MARKETS

BHP profits fall

WHILE metallurgical coal revenue skyrocketed the first six months of the financial year it was not enough to save BHP Billiton’s profits which fell more than 50% to $US2.6 billion ($A3.99 billion), with impairment charges for the closure of Ravensthorpe hitting the miner’s bottom line by $3.36 billion.

Staff Reporter
BHP profits fall

The big Australian’s financial results for the six months to December 31 painted a picture of the end of the commodities super-cycle.

Revenue was up 16.6% to $US29.78 billion, while underlying earnings before interest, tax and amortisation were up 25% to $13.9 billion.

Attributable profit excluding exceptional items was up by 2% to $6.1 billion.

Still riding high prices, metallurgical coal was a big winner with revenue up 158% to $4.9 billion, and underlying EBIT up 497% to $3.1 billion, while energy coal revenues rose 50% to $4.3 billion and EBIT was up 287% to $1.07 billion.

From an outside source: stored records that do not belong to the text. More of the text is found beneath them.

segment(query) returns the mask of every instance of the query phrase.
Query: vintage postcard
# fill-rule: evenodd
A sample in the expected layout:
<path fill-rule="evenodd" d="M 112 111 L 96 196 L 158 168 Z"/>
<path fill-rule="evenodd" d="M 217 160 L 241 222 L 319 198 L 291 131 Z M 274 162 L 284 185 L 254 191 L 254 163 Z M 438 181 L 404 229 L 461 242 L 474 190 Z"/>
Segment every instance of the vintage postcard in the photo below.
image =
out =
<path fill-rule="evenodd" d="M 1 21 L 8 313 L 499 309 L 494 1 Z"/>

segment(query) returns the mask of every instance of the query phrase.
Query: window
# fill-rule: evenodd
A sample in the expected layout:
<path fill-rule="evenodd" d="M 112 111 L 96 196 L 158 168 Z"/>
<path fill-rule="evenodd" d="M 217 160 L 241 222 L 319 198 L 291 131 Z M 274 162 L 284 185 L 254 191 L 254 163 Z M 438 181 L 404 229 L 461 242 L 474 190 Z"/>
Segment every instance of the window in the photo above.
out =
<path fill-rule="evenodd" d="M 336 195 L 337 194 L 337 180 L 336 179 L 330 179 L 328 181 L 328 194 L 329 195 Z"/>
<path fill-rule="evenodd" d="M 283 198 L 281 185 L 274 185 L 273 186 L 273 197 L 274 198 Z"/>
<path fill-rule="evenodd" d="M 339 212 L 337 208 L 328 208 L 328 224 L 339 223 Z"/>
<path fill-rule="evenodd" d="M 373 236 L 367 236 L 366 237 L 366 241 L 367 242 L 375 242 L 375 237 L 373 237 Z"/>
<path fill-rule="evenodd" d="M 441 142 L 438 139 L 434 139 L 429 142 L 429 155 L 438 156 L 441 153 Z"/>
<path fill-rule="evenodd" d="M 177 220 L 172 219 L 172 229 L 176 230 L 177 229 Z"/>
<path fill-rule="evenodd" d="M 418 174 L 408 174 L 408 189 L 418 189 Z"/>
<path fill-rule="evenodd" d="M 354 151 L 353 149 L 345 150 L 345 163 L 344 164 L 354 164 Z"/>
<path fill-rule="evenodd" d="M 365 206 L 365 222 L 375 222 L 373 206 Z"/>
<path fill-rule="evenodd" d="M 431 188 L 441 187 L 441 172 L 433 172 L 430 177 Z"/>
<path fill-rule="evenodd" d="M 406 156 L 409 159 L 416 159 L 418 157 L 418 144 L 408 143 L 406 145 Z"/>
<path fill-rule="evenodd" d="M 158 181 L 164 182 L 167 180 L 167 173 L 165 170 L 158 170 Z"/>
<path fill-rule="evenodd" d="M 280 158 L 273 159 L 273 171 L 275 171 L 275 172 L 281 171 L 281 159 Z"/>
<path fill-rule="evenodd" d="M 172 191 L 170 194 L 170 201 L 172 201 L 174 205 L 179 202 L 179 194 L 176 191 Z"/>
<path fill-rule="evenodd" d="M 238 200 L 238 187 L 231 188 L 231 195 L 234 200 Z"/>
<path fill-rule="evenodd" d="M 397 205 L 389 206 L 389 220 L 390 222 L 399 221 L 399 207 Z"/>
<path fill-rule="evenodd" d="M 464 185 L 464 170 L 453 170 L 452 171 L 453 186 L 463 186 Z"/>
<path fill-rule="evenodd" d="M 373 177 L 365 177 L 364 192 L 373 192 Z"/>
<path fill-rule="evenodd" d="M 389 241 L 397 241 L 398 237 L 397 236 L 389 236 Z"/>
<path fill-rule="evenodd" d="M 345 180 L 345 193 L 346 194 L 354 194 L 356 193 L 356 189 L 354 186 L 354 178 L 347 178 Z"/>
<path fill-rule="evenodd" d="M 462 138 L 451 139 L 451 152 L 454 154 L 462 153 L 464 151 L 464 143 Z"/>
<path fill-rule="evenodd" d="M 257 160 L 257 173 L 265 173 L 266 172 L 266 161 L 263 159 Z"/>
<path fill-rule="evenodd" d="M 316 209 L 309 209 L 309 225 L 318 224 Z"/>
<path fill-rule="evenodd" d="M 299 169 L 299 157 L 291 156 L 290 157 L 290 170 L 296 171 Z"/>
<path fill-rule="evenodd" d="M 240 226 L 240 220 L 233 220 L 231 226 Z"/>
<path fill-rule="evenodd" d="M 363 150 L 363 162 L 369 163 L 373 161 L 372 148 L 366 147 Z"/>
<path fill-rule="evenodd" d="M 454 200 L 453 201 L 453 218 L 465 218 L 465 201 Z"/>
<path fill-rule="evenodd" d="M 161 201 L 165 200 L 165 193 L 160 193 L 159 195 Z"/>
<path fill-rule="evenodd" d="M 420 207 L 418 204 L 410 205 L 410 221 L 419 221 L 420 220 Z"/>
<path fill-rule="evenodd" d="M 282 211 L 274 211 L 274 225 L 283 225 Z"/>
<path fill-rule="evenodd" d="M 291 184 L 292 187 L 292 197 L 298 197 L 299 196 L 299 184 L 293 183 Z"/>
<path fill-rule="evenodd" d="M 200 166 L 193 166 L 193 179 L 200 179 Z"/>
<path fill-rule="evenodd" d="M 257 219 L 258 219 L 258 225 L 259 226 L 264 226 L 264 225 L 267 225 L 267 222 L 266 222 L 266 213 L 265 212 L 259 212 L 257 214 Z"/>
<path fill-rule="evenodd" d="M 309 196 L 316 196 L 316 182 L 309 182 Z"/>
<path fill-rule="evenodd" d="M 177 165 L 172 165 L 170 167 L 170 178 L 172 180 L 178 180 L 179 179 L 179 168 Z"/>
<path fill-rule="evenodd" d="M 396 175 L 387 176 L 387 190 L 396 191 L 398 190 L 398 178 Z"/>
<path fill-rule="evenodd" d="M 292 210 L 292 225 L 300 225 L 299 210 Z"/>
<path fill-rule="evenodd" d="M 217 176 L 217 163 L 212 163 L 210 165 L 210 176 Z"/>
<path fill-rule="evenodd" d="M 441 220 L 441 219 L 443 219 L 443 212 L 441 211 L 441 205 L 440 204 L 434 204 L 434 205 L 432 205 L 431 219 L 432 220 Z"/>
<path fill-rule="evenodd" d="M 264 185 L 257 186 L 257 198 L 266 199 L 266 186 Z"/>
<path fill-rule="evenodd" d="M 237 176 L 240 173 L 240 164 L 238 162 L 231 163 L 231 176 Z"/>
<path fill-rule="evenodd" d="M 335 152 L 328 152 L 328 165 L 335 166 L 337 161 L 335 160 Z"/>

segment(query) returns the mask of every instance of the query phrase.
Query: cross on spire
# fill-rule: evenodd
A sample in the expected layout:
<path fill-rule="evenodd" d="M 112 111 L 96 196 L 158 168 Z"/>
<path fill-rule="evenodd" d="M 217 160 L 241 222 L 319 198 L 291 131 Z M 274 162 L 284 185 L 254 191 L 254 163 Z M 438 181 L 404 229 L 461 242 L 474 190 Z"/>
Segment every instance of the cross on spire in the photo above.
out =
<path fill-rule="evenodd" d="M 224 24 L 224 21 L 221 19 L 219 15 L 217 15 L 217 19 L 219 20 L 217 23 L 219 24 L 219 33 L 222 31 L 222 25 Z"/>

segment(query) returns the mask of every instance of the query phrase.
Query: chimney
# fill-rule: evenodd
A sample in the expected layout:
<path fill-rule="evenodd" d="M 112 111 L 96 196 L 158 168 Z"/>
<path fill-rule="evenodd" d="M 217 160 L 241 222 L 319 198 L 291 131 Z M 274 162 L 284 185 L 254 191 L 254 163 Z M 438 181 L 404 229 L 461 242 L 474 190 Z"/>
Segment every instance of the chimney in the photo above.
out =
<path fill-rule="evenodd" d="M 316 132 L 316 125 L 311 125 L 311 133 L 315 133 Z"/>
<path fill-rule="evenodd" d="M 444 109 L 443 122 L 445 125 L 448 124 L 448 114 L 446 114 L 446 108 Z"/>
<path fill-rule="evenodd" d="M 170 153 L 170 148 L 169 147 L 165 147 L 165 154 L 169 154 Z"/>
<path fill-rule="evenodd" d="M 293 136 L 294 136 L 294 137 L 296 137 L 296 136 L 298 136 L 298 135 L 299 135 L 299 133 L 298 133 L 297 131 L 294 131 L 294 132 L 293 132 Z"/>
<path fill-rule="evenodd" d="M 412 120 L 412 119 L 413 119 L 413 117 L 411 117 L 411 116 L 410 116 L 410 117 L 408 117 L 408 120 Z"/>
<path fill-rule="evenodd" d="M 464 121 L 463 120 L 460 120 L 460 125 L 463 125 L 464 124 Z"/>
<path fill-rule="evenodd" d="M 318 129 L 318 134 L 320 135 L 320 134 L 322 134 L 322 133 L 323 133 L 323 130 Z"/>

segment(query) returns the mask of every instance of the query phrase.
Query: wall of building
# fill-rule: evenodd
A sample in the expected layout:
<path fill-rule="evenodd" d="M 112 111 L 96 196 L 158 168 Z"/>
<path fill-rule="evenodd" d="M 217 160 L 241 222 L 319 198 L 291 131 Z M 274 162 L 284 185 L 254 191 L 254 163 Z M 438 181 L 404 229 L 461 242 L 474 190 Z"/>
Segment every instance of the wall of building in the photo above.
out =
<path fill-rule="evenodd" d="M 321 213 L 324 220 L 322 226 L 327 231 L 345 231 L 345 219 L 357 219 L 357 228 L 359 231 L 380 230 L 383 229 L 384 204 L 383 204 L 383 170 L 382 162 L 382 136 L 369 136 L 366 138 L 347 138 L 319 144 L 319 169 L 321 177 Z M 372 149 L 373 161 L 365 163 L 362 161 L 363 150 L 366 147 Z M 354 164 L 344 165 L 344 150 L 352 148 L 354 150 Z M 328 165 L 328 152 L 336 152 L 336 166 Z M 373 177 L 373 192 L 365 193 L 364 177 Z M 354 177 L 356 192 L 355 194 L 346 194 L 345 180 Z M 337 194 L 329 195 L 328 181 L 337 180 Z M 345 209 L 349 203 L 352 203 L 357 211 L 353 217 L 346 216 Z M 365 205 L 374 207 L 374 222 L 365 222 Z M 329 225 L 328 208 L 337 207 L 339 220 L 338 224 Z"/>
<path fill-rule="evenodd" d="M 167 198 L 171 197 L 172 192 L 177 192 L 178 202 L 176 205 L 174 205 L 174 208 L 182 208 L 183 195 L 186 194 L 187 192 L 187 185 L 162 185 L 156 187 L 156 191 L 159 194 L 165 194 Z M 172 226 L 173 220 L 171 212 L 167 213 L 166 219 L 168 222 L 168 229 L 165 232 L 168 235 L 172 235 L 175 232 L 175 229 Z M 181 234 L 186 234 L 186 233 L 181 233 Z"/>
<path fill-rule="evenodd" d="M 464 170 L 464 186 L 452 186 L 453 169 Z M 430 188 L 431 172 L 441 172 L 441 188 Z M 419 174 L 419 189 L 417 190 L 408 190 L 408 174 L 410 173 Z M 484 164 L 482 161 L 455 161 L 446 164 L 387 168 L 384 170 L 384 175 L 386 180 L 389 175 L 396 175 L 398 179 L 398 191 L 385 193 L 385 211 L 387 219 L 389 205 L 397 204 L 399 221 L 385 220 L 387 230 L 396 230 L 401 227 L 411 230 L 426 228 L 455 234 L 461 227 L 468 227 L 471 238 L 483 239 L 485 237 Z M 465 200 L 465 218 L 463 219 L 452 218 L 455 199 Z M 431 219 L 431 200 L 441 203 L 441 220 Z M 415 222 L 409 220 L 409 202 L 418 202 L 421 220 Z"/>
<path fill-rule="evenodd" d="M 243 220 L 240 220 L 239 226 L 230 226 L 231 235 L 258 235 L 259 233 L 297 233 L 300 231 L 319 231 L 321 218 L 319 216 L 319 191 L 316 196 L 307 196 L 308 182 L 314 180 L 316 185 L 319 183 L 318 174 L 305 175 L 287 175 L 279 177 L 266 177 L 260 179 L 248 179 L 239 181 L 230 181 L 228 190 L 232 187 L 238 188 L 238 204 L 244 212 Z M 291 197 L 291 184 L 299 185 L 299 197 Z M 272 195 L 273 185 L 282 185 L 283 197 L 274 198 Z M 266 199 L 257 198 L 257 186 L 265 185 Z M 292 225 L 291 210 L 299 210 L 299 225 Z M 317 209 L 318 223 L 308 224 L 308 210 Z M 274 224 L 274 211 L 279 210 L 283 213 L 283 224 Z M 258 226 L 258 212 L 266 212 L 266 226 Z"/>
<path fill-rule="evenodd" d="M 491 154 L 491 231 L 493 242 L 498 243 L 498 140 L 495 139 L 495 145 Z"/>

For coal, BHP said the increase in underlying EBIT was mainly due to higher realised prices in the realm of 198% for hard coking coal, 233% for weak coking coal and 61% for thermal coal.

While coal results were strong, these are expected to be much lower in the next six-month period as benchmark prices are renegotiated downwards and BHP added it has received some requests for shipment deferrals for both metallurgical coal and iron ore.

Talking on the seaborne metallurgical coal market this morning, BHP chief executive officer Marius Kloppers said any reduction in demand – from Japan, Korea, Taiwan and in Europe or Brazil – reduced the coking coal market absolutely. He said as the market leader BHP had no choice but to reduce the amount of coking coal it produced when demand slowed because customers simply had nowhere to keep excess production.

“In met coal we haven’t yet seen that destocking complete … and those events still have to be manifested in the market,” Kloppers said, warning there was more volatility coming in the commodity as prices dropped back down to marginal cost levels.

While BHP enjoyed strong revenue from coal in the first six months of the financial year, higher royalty costs stemming from the introduction of a two-tier royalty structure in Queensland from July cost $82 million while flooding in the state hurt the miner to the tune of $122 million.

BHP attributed other higher operating costs in the met coal division to inflation, an extended changeout at its Dendrobium longwall mine and “longwall discontinuity” at its Appin longwall mine in New South Wales.

For energy coal, BHP credited the rises in EBIT not only to higher export prices but to favourable exchange rate impacts on costs and record production from Hunter Valley Coal in NSW and Cerrejon Coal in Colombia.

BHP’s other bulk commodity, iron ore, also performed well, up by 68.3% to $6.02 billion and underlying EBIT up 147% to $4.14 billion, reflecting a higher benchmark for the period.

The strength of coal and iron ore though was offset by exceptional items, most notably the costs from its shutdown of the Ravensthorpe nickel laterite mine in Western Australia.

BHP is now facing an impairment charge and increased provision for rehabilitation at the operation of $US3.36 billion.

Other exceptional items included $356 million for withdrawing from the Suriname operations, cessation of mining at Pinto Valley and the write-down of a mineral sands resource in Mozambique, along with $508 million for the rehabilitation of the Newcastle steel works.

The miner said while the global economy had deteriorated “at an unprecedented rate, taking most observers by surprise”, it continued to have a positive long-term outlook.

“We expect emerging economies’ long-term growth to be robust as they continue on the path to urbanisation and industrialisation,” the company said.

One silver lining for BHP was weaker local currencies against the US dollar, which buffered the impact of falling commodity prices.

However, the miner said it expected commodity prices would be volatile and weak for some time to come.

Shares in BHP were last trading at $30.20, up 42c this morning.